Pour les Chinois, les Jeux devaient culminer jeudi soir à 21h45 dans le Nid d'oiseau. Alors serait donné le départ du 110 mètres haies. Alors Liu Xiang triompherait.

Les Chinois ont deux idoles. Yao, le géant qui joue au basket. Et Liu Xiang, plus jeune, plus détendu qui incarne la Chine moderne.

À Athènes, il y a quatre ans, Liu Xiang est devenu le premier Chinois à remporter une médaille d'or en athlétisme. Ce Chinois qui survolait les haies a été une des images les plus fortes des Jeux d'Athènes, annonçant la domination à laquelle nous assistons présentement.
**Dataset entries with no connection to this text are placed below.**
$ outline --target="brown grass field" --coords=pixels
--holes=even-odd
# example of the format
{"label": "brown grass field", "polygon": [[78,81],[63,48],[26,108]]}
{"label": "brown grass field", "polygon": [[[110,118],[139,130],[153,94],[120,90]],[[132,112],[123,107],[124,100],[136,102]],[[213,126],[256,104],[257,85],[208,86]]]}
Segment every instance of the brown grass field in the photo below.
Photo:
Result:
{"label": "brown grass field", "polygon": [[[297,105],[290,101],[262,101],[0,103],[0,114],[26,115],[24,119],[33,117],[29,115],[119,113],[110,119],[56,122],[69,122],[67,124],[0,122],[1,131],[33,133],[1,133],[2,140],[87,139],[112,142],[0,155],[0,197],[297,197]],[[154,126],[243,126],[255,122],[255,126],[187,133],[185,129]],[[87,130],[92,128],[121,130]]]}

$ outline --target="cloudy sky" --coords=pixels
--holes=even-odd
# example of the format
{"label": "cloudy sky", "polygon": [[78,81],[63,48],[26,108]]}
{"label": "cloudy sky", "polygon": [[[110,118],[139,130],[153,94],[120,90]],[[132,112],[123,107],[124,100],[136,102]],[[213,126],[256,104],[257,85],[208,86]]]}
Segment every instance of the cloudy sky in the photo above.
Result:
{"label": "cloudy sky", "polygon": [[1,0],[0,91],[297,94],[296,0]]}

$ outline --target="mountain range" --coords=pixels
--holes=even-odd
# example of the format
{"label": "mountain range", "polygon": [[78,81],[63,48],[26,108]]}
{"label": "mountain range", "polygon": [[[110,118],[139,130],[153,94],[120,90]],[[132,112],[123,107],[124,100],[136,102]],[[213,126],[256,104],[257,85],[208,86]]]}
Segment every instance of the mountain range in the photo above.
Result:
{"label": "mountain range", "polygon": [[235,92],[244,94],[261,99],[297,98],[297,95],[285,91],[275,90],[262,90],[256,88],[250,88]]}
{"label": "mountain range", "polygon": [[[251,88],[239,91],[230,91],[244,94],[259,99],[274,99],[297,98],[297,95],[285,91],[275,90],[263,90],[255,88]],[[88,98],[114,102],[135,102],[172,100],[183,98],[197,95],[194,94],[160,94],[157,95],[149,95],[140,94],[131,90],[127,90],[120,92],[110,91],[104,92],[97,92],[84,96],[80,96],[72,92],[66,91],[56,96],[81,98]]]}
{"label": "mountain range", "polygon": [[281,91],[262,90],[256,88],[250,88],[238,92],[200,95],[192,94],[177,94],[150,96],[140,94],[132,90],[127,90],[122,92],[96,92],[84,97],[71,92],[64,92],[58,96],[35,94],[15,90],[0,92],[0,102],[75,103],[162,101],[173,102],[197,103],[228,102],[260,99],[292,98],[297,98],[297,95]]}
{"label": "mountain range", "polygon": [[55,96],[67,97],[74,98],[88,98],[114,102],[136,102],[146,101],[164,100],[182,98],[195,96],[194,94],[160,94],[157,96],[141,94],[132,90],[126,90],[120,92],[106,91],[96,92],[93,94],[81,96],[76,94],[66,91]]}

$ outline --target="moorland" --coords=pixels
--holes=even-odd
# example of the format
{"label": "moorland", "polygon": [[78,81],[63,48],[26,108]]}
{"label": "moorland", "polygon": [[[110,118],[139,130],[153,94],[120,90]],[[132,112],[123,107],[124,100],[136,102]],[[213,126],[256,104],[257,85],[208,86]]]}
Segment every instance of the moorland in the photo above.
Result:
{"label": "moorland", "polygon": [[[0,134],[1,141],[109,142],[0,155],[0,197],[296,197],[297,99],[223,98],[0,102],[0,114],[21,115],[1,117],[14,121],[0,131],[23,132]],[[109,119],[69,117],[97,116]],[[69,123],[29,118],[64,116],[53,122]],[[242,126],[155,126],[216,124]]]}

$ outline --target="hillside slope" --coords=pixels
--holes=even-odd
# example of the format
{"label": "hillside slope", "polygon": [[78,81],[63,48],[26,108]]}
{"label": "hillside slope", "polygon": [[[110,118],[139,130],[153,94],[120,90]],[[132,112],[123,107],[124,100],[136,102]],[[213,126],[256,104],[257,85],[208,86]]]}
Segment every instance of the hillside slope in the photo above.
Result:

Liu qui avait égalé le record du monde à Athènes se l'était approprié deux ans plus tard (12,88). Champion olympique, champion du monde à Helsinki et l'an dernier à Osaka, choisi le sportif de l'année en 2004, 2005 et 2006, Liu est devenu en Chine aussi grand que Yao qui n'est pas petit.

Le grand adversaire de Liu était un Américain, Terrence Tramell, mais pointait aussi un jeune Cubain, Dayron Robles et c'est celui-là qui, en fin de saison l'an dernier, infligeait à Liu sa première défaite à domicile, dans sa propre ville natale: Shanghai. En début de saison 2008, le Cubain avait même l'impudence de battre le record du monde Liu (12,87).
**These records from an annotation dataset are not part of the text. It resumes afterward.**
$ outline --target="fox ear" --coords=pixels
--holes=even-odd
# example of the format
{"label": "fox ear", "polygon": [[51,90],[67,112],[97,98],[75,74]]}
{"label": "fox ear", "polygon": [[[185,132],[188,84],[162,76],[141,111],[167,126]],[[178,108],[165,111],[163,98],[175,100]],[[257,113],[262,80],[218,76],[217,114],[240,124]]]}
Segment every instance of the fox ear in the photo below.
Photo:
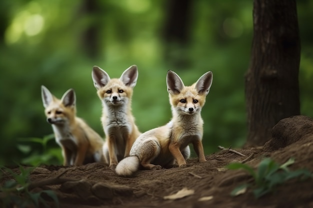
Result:
{"label": "fox ear", "polygon": [[199,94],[205,94],[206,95],[210,91],[213,80],[213,73],[208,71],[202,75],[196,83],[194,88]]}
{"label": "fox ear", "polygon": [[62,103],[64,106],[74,106],[76,103],[76,95],[75,91],[72,89],[66,91],[61,99]]}
{"label": "fox ear", "polygon": [[137,79],[138,79],[137,66],[133,65],[124,71],[120,80],[123,82],[125,85],[134,88],[136,86]]}
{"label": "fox ear", "polygon": [[166,75],[168,91],[170,94],[179,94],[184,87],[184,85],[180,77],[172,71],[168,70]]}
{"label": "fox ear", "polygon": [[92,77],[94,87],[97,90],[106,86],[110,80],[108,74],[97,66],[94,66],[92,68]]}
{"label": "fox ear", "polygon": [[42,98],[44,107],[46,108],[54,99],[53,95],[49,90],[44,85],[42,85]]}

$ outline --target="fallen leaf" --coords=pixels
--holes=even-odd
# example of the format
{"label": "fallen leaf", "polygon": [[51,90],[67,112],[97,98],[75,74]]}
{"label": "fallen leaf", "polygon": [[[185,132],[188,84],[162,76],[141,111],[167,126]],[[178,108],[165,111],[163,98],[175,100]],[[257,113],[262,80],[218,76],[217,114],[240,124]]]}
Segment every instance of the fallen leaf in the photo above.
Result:
{"label": "fallen leaf", "polygon": [[177,200],[178,199],[182,199],[185,197],[192,195],[194,193],[194,190],[189,190],[185,187],[180,191],[179,191],[176,194],[165,196],[163,198],[163,199],[164,200]]}
{"label": "fallen leaf", "polygon": [[198,201],[199,202],[208,201],[209,200],[211,200],[212,199],[213,199],[213,196],[208,196],[208,197],[202,197],[201,198],[199,199],[198,200]]}

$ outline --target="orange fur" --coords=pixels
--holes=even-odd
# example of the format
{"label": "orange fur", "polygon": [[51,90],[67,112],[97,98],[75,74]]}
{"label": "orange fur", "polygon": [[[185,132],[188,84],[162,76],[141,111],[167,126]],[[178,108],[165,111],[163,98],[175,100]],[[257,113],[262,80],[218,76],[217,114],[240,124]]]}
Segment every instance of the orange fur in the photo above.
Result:
{"label": "orange fur", "polygon": [[[164,126],[142,134],[130,150],[130,156],[118,164],[120,176],[134,174],[140,165],[144,169],[156,170],[173,166],[175,161],[185,167],[192,143],[199,162],[206,161],[202,143],[203,120],[201,109],[212,83],[210,71],[204,74],[191,86],[185,86],[180,77],[169,71],[166,76],[172,118]],[[136,156],[134,157],[134,156]]]}
{"label": "orange fur", "polygon": [[44,86],[42,97],[47,121],[52,127],[56,143],[62,149],[64,166],[104,162],[101,137],[76,117],[76,96],[68,90],[59,100]]}
{"label": "orange fur", "polygon": [[137,67],[130,66],[120,79],[110,79],[98,66],[92,70],[92,79],[102,103],[101,121],[106,134],[104,155],[110,167],[129,156],[130,148],[140,133],[132,113],[133,88],[138,78]]}

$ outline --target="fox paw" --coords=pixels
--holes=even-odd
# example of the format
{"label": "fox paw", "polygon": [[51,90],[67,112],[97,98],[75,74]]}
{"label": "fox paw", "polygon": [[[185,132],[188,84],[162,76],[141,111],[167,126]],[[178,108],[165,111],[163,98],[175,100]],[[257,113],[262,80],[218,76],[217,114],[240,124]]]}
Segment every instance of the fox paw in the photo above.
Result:
{"label": "fox paw", "polygon": [[191,166],[191,164],[182,164],[180,166],[180,168],[184,168]]}
{"label": "fox paw", "polygon": [[116,164],[110,164],[110,167],[111,168],[111,169],[114,170],[116,167]]}
{"label": "fox paw", "polygon": [[162,167],[161,167],[161,166],[154,166],[154,167],[152,167],[151,168],[152,170],[161,170],[162,169]]}

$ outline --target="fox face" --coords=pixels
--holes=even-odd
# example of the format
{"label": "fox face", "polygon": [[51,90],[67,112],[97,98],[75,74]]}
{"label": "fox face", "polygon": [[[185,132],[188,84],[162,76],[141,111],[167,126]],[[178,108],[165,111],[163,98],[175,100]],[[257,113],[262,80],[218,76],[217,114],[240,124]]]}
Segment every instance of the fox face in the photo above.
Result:
{"label": "fox face", "polygon": [[138,78],[137,67],[132,65],[126,69],[120,79],[110,79],[106,72],[94,66],[92,73],[98,96],[108,105],[118,106],[128,103],[132,95],[132,88]]}
{"label": "fox face", "polygon": [[62,125],[74,119],[76,110],[76,97],[75,92],[72,89],[66,92],[61,100],[59,100],[42,85],[42,98],[48,123]]}
{"label": "fox face", "polygon": [[208,72],[192,86],[185,86],[175,72],[168,71],[166,84],[172,109],[182,115],[200,112],[212,84],[212,72]]}

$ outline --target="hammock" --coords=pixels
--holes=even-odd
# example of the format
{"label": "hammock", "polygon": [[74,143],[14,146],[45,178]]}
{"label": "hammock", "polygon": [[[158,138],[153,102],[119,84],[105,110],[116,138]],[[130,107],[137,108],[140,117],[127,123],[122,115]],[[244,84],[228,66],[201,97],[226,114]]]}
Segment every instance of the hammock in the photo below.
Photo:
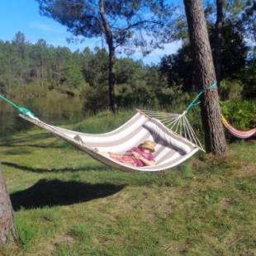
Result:
{"label": "hammock", "polygon": [[[206,90],[216,88],[216,83],[213,83],[201,90],[183,114],[137,110],[137,114],[126,123],[105,134],[81,133],[50,126],[36,117],[29,109],[16,105],[1,94],[0,98],[16,108],[21,117],[50,131],[108,166],[128,172],[159,172],[180,164],[198,149],[204,151],[186,114],[199,103],[199,97]],[[154,166],[130,166],[109,156],[108,152],[124,154],[147,140],[156,143],[154,154],[156,164]]]}
{"label": "hammock", "polygon": [[[105,134],[78,132],[50,126],[31,115],[19,116],[50,131],[102,164],[121,171],[159,172],[169,169],[184,162],[198,149],[203,150],[184,114],[138,110],[138,112],[124,125]],[[163,122],[170,123],[172,130],[154,116],[159,116]],[[123,154],[146,140],[156,143],[154,153],[156,164],[154,166],[130,166],[109,157],[108,152]]]}
{"label": "hammock", "polygon": [[239,130],[232,126],[227,120],[221,115],[221,121],[224,126],[230,132],[230,134],[239,139],[249,139],[256,134],[256,128],[249,130]]}

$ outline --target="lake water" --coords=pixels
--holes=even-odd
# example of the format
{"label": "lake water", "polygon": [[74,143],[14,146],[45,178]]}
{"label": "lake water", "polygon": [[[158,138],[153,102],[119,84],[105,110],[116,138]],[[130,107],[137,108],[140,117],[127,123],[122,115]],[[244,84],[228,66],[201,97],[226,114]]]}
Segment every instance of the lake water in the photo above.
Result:
{"label": "lake water", "polygon": [[[13,102],[30,109],[40,119],[54,125],[74,122],[84,118],[83,100],[78,97],[55,95],[50,98],[14,99]],[[1,137],[31,126],[30,123],[18,116],[17,111],[0,100],[0,140]]]}

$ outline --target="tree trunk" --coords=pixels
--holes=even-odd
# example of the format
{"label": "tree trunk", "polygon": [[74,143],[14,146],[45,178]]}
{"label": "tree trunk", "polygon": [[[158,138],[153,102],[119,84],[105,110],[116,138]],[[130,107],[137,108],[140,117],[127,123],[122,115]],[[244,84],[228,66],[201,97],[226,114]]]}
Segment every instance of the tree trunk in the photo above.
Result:
{"label": "tree trunk", "polygon": [[109,50],[109,62],[108,62],[108,94],[110,107],[113,113],[116,111],[116,103],[115,96],[115,49],[114,47]]}
{"label": "tree trunk", "polygon": [[0,165],[0,246],[17,239],[13,210]]}
{"label": "tree trunk", "polygon": [[113,43],[113,34],[107,22],[104,8],[104,0],[99,0],[100,15],[102,21],[102,29],[105,33],[106,40],[108,45],[108,94],[110,107],[113,113],[116,111],[116,103],[115,96],[115,47]]}
{"label": "tree trunk", "polygon": [[[197,83],[200,88],[206,88],[216,82],[216,78],[201,0],[183,1]],[[223,154],[226,149],[226,144],[220,121],[220,108],[216,89],[205,92],[202,95],[201,109],[206,149],[213,154]]]}
{"label": "tree trunk", "polygon": [[222,27],[224,22],[223,5],[225,0],[216,0],[216,38],[215,38],[215,69],[217,78],[217,86],[220,87],[221,80],[221,43],[222,43]]}

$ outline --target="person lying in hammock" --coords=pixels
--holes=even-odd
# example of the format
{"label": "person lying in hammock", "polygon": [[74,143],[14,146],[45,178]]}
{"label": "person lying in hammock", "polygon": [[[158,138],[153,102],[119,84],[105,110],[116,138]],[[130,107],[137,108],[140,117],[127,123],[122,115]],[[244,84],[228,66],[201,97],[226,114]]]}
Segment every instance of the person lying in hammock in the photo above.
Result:
{"label": "person lying in hammock", "polygon": [[111,159],[121,163],[126,163],[134,166],[152,166],[155,164],[154,155],[155,143],[152,140],[145,140],[138,147],[134,147],[124,154],[109,152]]}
Voilà soudain que le ciel de Liu n'était plus aussi bleu, d'autant moins bleu que la rumeur courait qu'il était blessé et pourrait bien ne pas devenir les héros de «ses» Jeux.

La dernière fois que Liu a pris le départ d'un 110 mètres haies, c'était le 24 mai lors de la compétition mise sur pied pour inaugurer le Nid d'oiseau. Deux semaines plus tard, à New York, il déclarait forfait disant qu'il souffrait d'une «légère» élongation musculaire à la cuisse droite. Pas si légère il faut croire puisqu'il annulait tous ses engagements et qu'on ne l'a plus revu au départ d'un 110 mètres haies jusqu'à hier matin.

«Jamais, dans aucun sport olympique, un athlète n'a subi la pression que vit Liu en ce moment», pouvait-on lire dans le numéro olympique de la revue Sports Illustrated.

Hier matin, dans ce même Nid d'oiseau où il a couru pour la dernière fois en mai, Liu est réapparu pour les séries qui ne devaient être en principe qu'une formalité. Accueilli par une immense clameur, il commence à s'échauffer. Il passe quelques haies en les accrochant, grimace, s'agenouille, semble se masser le pied droit... le public a déjà compris.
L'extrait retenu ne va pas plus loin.